An optimizer’s view of rare event analysis

7 minute read

Published: November 03, 2025

Risk analysis

Consider an $n$-dimensional vector space where an event is defined via a state space function $g$. We assume for now that $g$ is at least second-order continuously differentiable, and define the event:

\[E := \{x\in \mathbb{R}^n:g(x)<0\}\]

Let $X=[X_1,X_2,\ldots, X_d]^\top$ be random variables with joint density $f_X$, the main task of risk assessment is concerned with estimating the probability $P(g(X)<0)$. From now on, it is enough to assume that $X$ is standard normal defined on $\mathbb{R}^n$. For general random vectors $X$, the Rosenblatt transformation can be applied.

In explicit form, we may write the failure probability as a multi-normal integral supported on the set $E$:

\[p = P(g(X)<0) = \frac{1}{(2\pi)^{n/2}}\int_{g(x)<0}\exp\bigg(-\frac12\|x\|^2\bigg)dx\]

The geometry of the boundary of $E$ may be complex.
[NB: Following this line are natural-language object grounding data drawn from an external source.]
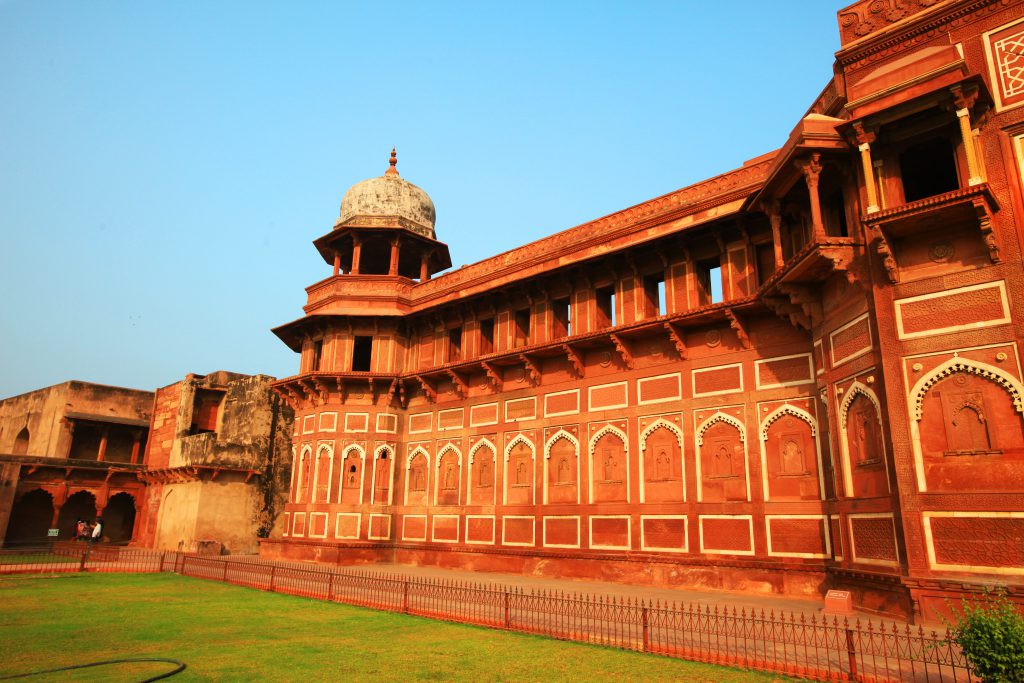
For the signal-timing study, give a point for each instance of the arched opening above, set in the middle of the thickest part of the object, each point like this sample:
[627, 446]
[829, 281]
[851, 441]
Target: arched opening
[30, 517]
[119, 518]
[22, 442]
[80, 506]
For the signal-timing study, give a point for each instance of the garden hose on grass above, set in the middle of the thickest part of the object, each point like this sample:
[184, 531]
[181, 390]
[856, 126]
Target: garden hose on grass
[178, 668]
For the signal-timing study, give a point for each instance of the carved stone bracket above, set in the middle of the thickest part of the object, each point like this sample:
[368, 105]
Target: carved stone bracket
[807, 298]
[738, 327]
[576, 361]
[461, 386]
[309, 391]
[322, 391]
[532, 372]
[428, 390]
[885, 252]
[494, 377]
[624, 351]
[984, 215]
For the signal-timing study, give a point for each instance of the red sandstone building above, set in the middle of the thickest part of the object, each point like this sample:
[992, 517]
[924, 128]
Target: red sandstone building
[799, 375]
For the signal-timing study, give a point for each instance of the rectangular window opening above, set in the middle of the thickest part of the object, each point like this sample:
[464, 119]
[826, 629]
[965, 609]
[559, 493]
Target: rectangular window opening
[363, 348]
[653, 291]
[455, 344]
[487, 336]
[317, 355]
[605, 297]
[561, 314]
[710, 282]
[521, 331]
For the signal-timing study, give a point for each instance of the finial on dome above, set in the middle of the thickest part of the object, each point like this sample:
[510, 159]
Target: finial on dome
[392, 170]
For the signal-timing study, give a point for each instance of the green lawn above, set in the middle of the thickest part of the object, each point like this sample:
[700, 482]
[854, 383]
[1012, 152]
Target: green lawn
[229, 633]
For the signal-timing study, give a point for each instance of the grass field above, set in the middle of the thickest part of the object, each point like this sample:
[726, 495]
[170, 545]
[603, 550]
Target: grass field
[229, 633]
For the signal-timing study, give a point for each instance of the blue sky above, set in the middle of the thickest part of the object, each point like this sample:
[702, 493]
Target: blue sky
[164, 167]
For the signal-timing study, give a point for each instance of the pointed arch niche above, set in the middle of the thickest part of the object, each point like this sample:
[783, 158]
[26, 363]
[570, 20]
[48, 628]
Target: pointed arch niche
[791, 456]
[865, 470]
[381, 489]
[482, 473]
[967, 428]
[323, 468]
[449, 477]
[723, 473]
[561, 468]
[608, 464]
[351, 474]
[302, 479]
[417, 475]
[663, 476]
[519, 457]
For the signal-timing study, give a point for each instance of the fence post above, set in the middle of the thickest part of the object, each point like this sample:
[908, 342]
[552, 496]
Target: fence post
[851, 653]
[85, 556]
[643, 625]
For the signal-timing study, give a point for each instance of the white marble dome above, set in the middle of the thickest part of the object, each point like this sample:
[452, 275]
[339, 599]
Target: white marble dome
[389, 196]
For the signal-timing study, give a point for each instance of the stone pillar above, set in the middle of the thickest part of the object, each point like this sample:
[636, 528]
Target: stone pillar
[864, 140]
[774, 212]
[965, 98]
[424, 267]
[101, 454]
[356, 251]
[812, 171]
[136, 442]
[393, 267]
Furthermore, the probability density decays rapidly as $\|x\|\rightarrow\infty$. Therefore, it is natural to look for a point $x^*\in\partial E \quad (g(x^*)=0)$ such that the probability density is maximized, and replace $g$ by its Taylor expansion around $x^*$.

\[\begin{align} g_2(x) &= g(x^*) + \nabla g(x^*)^T(x-x^*)+\frac12(x-x^*)^T\nabla^2g(x^*)(x-x^*) \\ &= \nabla g(x^*)^T(x-x^*)+\frac12(x-x^*)^T\nabla^2g(x^*)(x-x^*) \end{align}\]

where

\[x^* = \arg\max_{g(x)=0}e^{-\frac12\|x\|^2}=\arg\min_{g(x)=0}\frac12\|x\|^2\]

In what follows, we define the Lagrangian as

\[L(x,\lambda):=\frac12\|x\|^2-\lambda g(x)\]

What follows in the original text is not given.